Much of the improvement was seen in Midwestern regions with significant manufacturing operations. Manufacturers, who added 44,000 jobs nationwide in April, are benefiting from increasing overseas sales and efforts by retailers and other U.S. companies to restock their warehouses.
For example, Monroe, Mich., near Detroit, saw its unemployment rate fall to 13.4 percent in April from 16 percent in March. Joblessness in Longview, Washington, which hosts several paper and packaging makers, dropped to 8.5 percent from 10.1 percent. And unemployment in Anderson, S.C., which is home to many auto parts companies, fell to 10.7 percent from 12.3 percent.
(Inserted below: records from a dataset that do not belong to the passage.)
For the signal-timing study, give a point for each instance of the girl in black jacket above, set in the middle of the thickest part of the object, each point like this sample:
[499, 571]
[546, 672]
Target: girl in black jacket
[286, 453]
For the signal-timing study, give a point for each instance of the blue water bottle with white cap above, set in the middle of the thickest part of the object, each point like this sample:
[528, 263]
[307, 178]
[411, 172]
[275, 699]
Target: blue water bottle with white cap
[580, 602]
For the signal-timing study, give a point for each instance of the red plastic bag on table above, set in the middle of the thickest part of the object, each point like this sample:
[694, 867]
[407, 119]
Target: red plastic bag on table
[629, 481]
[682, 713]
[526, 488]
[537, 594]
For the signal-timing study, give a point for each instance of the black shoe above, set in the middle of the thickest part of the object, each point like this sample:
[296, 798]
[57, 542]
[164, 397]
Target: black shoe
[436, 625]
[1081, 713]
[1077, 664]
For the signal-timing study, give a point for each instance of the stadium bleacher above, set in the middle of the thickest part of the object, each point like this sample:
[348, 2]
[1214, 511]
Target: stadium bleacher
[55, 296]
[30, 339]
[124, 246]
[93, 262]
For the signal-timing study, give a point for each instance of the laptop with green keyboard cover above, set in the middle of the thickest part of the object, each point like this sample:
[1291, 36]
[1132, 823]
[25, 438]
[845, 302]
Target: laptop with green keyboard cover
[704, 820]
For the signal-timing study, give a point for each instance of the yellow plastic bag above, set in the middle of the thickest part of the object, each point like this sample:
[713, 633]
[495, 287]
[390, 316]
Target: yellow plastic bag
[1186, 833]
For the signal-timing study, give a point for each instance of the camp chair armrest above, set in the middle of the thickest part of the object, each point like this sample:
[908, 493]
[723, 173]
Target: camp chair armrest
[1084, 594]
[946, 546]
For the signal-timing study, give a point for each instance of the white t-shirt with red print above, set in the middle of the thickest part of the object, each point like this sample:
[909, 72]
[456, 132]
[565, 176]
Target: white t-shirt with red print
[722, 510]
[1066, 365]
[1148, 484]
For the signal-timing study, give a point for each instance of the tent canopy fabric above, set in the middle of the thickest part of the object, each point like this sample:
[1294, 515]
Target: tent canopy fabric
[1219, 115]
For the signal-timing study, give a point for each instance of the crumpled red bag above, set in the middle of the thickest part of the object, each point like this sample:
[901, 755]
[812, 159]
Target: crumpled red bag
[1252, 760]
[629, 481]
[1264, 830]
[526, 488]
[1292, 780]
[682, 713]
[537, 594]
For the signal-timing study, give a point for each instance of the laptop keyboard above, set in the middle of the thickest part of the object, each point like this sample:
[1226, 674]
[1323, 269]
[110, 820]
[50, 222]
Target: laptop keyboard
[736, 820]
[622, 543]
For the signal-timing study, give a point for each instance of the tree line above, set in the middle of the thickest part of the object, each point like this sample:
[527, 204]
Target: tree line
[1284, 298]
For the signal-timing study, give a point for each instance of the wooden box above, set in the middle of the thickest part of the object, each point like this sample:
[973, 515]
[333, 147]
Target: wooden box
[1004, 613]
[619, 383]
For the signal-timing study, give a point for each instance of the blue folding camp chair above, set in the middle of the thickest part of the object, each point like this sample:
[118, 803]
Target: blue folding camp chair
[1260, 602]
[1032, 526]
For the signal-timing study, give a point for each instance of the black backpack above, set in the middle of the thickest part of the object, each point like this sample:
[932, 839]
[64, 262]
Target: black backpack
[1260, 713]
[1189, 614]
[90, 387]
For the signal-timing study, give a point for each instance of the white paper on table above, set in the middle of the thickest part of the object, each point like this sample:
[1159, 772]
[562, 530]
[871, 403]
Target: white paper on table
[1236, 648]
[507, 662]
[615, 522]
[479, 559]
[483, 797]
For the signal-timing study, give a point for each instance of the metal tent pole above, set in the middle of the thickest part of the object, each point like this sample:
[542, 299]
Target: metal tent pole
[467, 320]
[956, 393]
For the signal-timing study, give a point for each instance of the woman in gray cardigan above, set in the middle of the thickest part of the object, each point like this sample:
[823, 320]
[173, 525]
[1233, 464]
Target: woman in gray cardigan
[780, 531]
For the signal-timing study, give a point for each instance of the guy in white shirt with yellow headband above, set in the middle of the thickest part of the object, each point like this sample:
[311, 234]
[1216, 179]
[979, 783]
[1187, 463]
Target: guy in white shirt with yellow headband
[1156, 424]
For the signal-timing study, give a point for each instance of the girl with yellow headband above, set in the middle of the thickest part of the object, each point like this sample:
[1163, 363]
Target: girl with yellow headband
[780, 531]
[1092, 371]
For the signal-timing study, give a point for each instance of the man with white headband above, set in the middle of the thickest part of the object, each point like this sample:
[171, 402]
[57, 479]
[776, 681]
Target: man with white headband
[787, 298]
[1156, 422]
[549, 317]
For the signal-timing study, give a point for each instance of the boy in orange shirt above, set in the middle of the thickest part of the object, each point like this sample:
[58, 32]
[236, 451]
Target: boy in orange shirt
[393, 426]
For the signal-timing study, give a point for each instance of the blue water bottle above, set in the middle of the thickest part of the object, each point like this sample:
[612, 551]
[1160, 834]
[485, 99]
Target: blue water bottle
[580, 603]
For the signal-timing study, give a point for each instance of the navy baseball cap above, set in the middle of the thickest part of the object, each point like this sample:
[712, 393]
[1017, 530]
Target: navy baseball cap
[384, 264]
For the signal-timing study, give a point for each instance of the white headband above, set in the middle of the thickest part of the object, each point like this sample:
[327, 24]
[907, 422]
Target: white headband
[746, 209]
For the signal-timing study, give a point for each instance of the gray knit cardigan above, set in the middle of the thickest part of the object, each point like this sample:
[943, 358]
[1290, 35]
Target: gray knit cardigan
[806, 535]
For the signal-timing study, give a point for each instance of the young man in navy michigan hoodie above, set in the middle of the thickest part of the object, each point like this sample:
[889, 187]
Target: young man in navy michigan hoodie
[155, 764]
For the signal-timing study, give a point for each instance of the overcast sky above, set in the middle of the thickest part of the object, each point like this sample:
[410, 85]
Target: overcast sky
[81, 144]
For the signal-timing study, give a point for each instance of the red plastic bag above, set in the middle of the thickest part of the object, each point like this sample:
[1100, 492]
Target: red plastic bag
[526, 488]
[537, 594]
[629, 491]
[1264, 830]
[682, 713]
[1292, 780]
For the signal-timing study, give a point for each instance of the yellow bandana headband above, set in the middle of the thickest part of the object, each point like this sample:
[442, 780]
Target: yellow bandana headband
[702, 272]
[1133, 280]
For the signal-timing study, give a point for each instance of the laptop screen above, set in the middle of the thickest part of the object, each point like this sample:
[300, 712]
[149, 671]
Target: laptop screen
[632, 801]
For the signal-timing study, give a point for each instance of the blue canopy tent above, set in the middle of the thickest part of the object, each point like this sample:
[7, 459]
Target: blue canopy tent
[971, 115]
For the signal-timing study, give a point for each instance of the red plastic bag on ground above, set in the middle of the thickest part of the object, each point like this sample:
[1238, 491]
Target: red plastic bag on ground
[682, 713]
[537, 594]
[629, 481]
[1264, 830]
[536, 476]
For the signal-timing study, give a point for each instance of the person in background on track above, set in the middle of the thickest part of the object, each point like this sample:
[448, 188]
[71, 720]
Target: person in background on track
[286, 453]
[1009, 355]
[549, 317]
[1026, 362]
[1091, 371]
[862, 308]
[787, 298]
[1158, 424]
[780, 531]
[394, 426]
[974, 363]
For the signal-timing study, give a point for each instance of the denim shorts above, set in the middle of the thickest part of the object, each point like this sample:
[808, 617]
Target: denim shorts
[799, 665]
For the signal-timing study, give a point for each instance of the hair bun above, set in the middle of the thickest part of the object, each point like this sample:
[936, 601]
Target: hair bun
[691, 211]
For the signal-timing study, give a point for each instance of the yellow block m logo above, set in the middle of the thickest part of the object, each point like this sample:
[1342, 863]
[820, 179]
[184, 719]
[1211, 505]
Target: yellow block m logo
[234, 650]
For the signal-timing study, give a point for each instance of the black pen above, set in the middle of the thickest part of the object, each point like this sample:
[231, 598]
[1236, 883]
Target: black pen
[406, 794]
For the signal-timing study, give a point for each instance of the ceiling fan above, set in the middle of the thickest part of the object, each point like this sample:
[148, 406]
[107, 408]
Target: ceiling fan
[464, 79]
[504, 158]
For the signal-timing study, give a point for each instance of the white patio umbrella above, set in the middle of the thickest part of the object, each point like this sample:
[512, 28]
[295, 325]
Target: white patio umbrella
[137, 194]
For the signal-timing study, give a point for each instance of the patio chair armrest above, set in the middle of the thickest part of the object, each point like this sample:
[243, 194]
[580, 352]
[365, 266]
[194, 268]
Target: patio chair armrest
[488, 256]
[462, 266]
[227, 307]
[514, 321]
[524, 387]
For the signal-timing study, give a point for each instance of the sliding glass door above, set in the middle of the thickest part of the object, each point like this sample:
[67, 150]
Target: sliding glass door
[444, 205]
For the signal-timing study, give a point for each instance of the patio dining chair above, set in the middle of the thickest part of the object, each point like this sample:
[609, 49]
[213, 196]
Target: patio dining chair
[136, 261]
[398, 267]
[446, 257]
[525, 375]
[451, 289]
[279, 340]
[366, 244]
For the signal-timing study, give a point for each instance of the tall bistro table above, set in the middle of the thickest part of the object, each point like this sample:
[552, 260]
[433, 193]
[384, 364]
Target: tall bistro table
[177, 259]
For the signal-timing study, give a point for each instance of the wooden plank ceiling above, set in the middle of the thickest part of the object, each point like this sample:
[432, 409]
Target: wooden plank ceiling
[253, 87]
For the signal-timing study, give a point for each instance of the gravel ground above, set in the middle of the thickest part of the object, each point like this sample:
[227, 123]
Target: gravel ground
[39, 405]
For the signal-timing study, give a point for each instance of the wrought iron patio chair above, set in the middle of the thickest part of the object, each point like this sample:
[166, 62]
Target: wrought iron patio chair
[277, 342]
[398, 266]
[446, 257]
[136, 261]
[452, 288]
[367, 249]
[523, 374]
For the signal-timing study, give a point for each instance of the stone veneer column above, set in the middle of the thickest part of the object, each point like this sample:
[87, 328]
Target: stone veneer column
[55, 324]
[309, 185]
Joblessness is still widespread, with 14 metro areas recording unemployment rates of 15 percent or above in April. But that's down from 28 areas in March.
Unemployment fell below 15 percent in five metro areas in Michigan, the government's report said. U.S. automakers, after decimating their work forces in 2009, are adding workers as sales grow.
Chrysler LLC said last month it will hire 1,100 new workers at a plant in Detroit to help build the new Jeep Grand Cherokee. Ford Motor Co., meanwhile, said in May that it will add 170 jobs in two factories near Detroit to make parts for its hybrid cars.
Ford said Wednesday that sales jumped 22 percent in May from the previous year. General Motors said its sales rose 17 percent from May 2009, when the company was sliding into bankruptcy protection.
George Erickcek, a senior regional analyst at W.E. Upjohn Institute for Employment Research in Kalamazoo, Mich., said employment in Michigan is stabilizing in line with auto sales.
But U.S. auto sales, at about 11 million a year, are still much lower than pre-recession levels of about 16 million per year, he said.
"It's possible we've reached bottom," Erickcek said. But the report "doesn't say anything" about how quickly jobs will return, he added. Michigan faces very high unemployment for at least the rest of this year, he said.
The metro unemployment data isn't seasonally adjusted and can be volatile from month to month.
The report follows other recent signs that hiring has turned up. The nation's economy generated a net gain of 290,000 jobs in April. But that wasn't enough to hold down the unemployment rate, which rose to 9.9 percent.